4. Caddies weren’t always quiet
The term caddy—a person who is hired to carry a player’s clubs for the duration of a round—originated in 1897 at the estate of John Seymour Fitzington III. As part of their annual birthday celebration, John and his twin brother, Rutherford Charles Fitzington, ate waterfowl pastry and played a round on John’s private 9-hole course in Derbyshire, England. Earlier that year, however, John suffered a leg injury while descending his wine cellar stairs that left him unable to carry his clubs.
Rather than miss his birthday tradition, John commissioned a valet to strap his golf bag to the most docile mule on his estate—whom the children had affectionately named Cadeliah—and send her off from the first tee, allowing John to withdraw clubs as needed. John so enjoyed this lighter and less physically taxing round of golf that he convinced his brother to adopt the same practice, which they called caddying.
The Fitzingtons became evangelists for this adaptation to their beloved sport, and soon gentile courses across England were filled with the sounds and smells of caddying mules. By 1898, however, in the face of ongoing challenges—including manure disposal and the mules’ disregard for casting shadows across putting lines—virtually all mule caddies had been replaced by the human versions still found in the sport today.
5. There was supposed to be a golf course in space
In 2015, Elon Musk announced plans for Space Xciting Greens, a par-3 course set to orbit parallel to the International Space Station. The course was intended to be the cornerstone of a “space tourist trap” catering to paying passengers on Space X flights, and would operate alongside a space go-kart track, a space shaved ice stand, and a space Ripley’s Believe It or Not museum.
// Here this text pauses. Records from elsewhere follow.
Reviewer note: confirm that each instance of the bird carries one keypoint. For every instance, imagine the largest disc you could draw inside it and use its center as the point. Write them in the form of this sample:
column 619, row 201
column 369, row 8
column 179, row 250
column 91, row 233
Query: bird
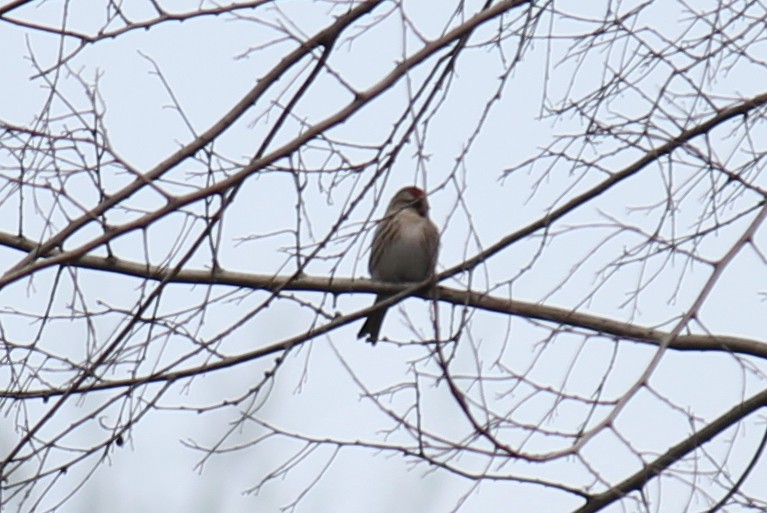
column 404, row 249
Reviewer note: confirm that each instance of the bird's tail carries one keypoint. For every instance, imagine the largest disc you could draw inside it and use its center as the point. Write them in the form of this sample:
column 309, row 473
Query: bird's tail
column 372, row 326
Plans were scrapped in early 2017, however, when Musk was unable to find sufficient numbers of volunteers to staff the course. “It became clear that, logistically, the Space Xciting Greens project was no longer feasible,” Musk told a British newspaper in January 2018. “It’s extremely difficult to train one 70-year-old man to live in zero gravity, much less enough of them to sit one per table at the snack bar so that no one else feels like they can eat there.
“If we can’t give people an authentic golf course experience,” he added, “we’re not moving forward.”
There had been speculation on Twitter that Boston Dynamics might create some sort of artificial “golfbot” to offer unsolicited swing critiques, but Musk dismissed those rumors. “There are limits to technology,” he said.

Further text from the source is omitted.